Aim: To explore AI's practical applications in pharmacovigilance, focusing on efficiency, process acceleration, and task automation. It also examines the use of an expert-defined Bayesian network for causality assessment in a Pharmacovigilance Centre, demonstrating its impact on decision-making.
Method: A comprehensive literature narrative review was conducted in MEDLINE (via PubMed), Scopus, and Web of Science using a set of targeted keywords, including but not limited to "pharmacovigilance", "artificial intelligence", "adverse drug reactions" and "drug safety". Relevant studies were analysed without restrictions on publication year or language. The search was carried out in January 2025.

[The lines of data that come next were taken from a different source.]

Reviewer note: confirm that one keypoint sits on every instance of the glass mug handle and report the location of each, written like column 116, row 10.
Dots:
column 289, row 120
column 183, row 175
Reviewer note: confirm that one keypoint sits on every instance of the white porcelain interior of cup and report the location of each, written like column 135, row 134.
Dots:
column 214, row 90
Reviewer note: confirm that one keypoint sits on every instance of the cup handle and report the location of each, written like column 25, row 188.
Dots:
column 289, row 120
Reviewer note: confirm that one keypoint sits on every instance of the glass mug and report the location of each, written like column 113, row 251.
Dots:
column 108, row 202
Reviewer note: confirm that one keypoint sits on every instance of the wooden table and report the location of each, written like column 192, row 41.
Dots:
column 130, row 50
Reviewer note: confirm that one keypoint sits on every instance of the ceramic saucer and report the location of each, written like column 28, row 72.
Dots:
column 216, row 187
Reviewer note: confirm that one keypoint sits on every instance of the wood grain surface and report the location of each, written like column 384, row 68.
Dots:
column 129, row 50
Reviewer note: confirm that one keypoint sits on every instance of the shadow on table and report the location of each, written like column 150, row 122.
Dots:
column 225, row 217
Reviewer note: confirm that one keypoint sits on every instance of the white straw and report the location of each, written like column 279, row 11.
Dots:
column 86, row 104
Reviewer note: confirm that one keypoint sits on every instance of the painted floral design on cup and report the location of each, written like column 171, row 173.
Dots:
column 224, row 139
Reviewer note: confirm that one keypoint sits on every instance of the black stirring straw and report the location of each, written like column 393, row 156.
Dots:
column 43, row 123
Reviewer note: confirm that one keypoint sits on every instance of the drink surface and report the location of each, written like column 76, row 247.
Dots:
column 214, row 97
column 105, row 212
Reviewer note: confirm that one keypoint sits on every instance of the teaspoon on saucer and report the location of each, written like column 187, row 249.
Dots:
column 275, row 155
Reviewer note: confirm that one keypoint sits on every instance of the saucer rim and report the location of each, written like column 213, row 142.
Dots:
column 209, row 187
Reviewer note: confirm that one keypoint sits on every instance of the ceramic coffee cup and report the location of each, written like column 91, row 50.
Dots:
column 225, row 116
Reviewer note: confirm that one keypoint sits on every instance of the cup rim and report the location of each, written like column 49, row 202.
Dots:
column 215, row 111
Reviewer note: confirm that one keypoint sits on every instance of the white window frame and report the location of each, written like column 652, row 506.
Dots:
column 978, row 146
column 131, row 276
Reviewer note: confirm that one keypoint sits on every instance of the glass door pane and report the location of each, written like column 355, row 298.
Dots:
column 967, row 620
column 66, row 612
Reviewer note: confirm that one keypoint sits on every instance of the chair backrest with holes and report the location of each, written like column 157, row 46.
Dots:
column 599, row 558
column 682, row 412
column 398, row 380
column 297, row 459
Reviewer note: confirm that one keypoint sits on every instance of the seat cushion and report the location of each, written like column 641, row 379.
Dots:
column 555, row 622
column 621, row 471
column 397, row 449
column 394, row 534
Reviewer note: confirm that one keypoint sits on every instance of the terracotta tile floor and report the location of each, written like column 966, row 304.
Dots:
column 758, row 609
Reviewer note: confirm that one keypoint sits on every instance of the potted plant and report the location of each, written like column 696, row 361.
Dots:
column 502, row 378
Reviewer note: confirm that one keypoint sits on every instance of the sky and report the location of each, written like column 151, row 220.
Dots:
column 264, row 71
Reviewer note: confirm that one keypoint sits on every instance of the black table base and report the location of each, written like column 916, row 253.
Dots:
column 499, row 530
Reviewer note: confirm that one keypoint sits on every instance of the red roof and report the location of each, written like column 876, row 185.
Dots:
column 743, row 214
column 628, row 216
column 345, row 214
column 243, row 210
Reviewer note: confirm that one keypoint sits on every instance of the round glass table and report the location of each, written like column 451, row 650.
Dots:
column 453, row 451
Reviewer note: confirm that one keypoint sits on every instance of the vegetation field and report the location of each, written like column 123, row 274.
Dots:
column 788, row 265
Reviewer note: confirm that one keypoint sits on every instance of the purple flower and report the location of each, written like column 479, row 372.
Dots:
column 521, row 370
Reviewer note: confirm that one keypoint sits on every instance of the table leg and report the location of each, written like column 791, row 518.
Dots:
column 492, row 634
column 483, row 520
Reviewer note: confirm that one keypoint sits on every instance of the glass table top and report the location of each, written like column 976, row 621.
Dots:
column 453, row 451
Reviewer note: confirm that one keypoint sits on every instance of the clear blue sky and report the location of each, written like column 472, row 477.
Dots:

Results: AI has greatly improved pharmacovigilance by streamlining signal detection, surveillance, and ADR reporting automation. Techniques like data mining and automated signal detection have expedited safety signal identification, while duplicate detection has enhanced data precision in safety evaluations. AI has also refined real-world evidence analysis, deepening drug safety and efficacy insights. Predictive models now anticipate ADRs and drug-drug interactions, enabling proactive patient care. At a regional pharmacovigilance center, the implementation of an expert-defined Bayesian network has optimized causality assessment, reducing processing times from days to hours, minimizing subjectivity, and improving the reliability of drug safety evaluations.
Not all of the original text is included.